毎日新聞 2013年07月21日 02時32分

 「けふ(きょう)だ・活(い)かせ一票」「自由な意思で投票を」「傍観は罪悪だ」−−。1946年4月10日、戦後最初の衆院選当日の毎日新聞(東京)1面にはこんな見出しが躍っている。女性が初めて選挙権を得る一方、投票年齢も戦前の25歳以上から20歳以上に引き下げられて初の総選挙。民主国家に生まれ変わる熱気が紙面から伝わってくる。

 それから67年。きょうは第23回参院選の投開票日である。有権者それぞれの1票を大切に、という私たちのメッセージは今も変わらない。

 今回の参院選は基本的には第2次安倍内閣半年の評価を問うものだ。だが、結果次第では参院の与野党勢力は大きく変わり、安倍内閣は久しぶりの長期政権となる可能性が出てくる。ここ数年の日本の方向を決定づけるかもしれないということだ。経済政策だけでなく憲法改正や原発政策など、数年どころか日本の未来を左右する争点が目白押しだったのはだれもが認めるところだろう。

 にもかかわらず低投票率を予想する声が開票前から出ている。昨年12月の衆院選の投票率は戦後最低。先月の東京都議選も低かった。その流れが続くのでは、というわけだ。

 特に懸念されるのは若い世代だ。昨年の衆院選では最も高い60代の投票率が約75%だったのに対し、20代は約38%。深刻な格差といっていいだろう。政治家は投票してくれる高齢者を優遇しがちになる。それでいいのかどうか。若い世代には今一度、考えてもらいたいと思う。

 若者だけではない。「勝敗は既に見えていて関心がわかない」との声もあちこちで聞く。
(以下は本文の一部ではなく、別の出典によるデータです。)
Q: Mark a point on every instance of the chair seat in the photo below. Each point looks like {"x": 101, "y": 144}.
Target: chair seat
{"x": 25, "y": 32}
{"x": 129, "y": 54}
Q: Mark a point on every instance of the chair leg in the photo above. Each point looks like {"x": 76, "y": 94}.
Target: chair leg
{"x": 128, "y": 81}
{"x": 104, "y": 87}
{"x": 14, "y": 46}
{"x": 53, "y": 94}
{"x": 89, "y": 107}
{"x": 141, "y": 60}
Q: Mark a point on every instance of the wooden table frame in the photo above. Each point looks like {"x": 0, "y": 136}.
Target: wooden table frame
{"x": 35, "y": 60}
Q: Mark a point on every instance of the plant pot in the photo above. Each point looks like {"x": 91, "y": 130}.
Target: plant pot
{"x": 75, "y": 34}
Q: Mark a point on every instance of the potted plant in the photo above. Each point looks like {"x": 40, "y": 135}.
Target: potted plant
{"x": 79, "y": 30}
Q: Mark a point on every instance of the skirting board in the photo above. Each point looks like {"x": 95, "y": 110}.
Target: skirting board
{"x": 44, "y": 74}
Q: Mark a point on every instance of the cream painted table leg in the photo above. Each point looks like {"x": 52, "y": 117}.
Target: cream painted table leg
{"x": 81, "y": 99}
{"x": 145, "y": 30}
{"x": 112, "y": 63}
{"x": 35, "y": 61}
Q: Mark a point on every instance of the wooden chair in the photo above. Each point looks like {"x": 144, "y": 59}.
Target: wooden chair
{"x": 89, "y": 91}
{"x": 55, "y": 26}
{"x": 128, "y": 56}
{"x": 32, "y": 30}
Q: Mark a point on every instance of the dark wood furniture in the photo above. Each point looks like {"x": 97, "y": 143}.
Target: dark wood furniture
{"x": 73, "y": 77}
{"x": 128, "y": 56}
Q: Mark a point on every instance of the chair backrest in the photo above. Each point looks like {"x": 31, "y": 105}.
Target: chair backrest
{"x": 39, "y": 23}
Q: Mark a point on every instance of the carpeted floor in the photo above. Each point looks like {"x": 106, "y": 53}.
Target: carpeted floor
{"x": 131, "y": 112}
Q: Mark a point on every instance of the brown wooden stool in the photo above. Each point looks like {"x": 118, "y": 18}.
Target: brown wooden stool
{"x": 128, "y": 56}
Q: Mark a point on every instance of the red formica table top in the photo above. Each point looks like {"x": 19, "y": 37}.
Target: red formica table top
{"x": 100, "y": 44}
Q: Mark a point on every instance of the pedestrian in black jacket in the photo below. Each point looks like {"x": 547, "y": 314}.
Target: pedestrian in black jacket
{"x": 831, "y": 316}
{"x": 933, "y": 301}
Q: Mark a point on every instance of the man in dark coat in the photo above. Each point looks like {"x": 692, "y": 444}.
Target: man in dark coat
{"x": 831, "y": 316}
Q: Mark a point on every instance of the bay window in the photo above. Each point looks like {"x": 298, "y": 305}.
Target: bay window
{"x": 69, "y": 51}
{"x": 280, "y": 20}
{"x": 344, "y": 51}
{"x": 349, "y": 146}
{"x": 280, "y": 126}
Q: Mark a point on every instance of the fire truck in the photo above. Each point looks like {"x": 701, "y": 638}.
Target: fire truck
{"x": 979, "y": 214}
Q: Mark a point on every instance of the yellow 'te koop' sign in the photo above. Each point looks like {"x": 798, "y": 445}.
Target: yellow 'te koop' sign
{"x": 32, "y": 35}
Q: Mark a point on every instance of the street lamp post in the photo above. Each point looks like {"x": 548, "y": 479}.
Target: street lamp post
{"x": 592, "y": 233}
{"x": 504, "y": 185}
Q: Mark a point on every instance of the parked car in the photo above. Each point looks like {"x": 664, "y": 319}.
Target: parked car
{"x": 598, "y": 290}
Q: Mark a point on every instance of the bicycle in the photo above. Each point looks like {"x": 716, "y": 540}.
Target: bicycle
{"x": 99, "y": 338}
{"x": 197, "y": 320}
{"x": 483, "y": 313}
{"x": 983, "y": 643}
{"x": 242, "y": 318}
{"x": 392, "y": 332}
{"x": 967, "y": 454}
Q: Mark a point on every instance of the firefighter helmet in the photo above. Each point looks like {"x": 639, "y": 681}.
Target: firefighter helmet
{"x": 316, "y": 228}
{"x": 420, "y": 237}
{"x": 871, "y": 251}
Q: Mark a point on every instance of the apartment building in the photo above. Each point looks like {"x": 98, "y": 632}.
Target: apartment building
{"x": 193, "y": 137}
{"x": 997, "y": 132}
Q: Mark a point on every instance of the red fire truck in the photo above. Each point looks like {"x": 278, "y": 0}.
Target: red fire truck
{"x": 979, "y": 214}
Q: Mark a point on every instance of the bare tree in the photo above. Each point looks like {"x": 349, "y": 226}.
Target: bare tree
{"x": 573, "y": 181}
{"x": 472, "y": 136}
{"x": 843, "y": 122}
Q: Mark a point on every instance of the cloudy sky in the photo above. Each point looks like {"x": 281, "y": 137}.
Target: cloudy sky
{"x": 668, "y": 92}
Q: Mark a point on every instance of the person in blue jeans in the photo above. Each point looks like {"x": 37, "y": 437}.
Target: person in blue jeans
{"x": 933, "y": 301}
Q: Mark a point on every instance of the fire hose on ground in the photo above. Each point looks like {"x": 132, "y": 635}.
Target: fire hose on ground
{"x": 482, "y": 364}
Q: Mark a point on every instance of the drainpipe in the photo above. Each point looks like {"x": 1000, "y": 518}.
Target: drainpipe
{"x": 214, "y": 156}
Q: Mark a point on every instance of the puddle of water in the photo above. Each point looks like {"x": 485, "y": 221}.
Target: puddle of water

だが、実際には改選議席が2〜5の選挙区を中心に大激戦になっているところも少なくない。やはりあなたの1票が結果を変えるのである。

 「投票したくなる政党がない」という人もいるかもしれない。ならば自分が大切にする政策を一つに絞って、一番自分に近い考えを訴えた政党がどこかで選ぶ方法もある。6年間、参院議員として国政を任すのだから政党より候補者本人を重視して選択するのもよいだろう。

 いずれにしても投票せずに政治家に全てをお任せする「傍観」はいけない。選んだ議員が行う政治の恩恵に浴するのも失政のツケを引き受けることになるのも私たち有権者だからだ。

 冒頭紹介した毎日新聞1面には「憲政の神様」といわれた尾崎行雄の寄稿文も掲載されている。尾崎はこう書いている。「とにかく誠実堅固にして権益のために心を動かさない人を選ぶべきである」「選挙人の責任もまた重い」と。まだ投票を済ませていない人はこの言葉をかみしめながら投票所に足を運ぼう。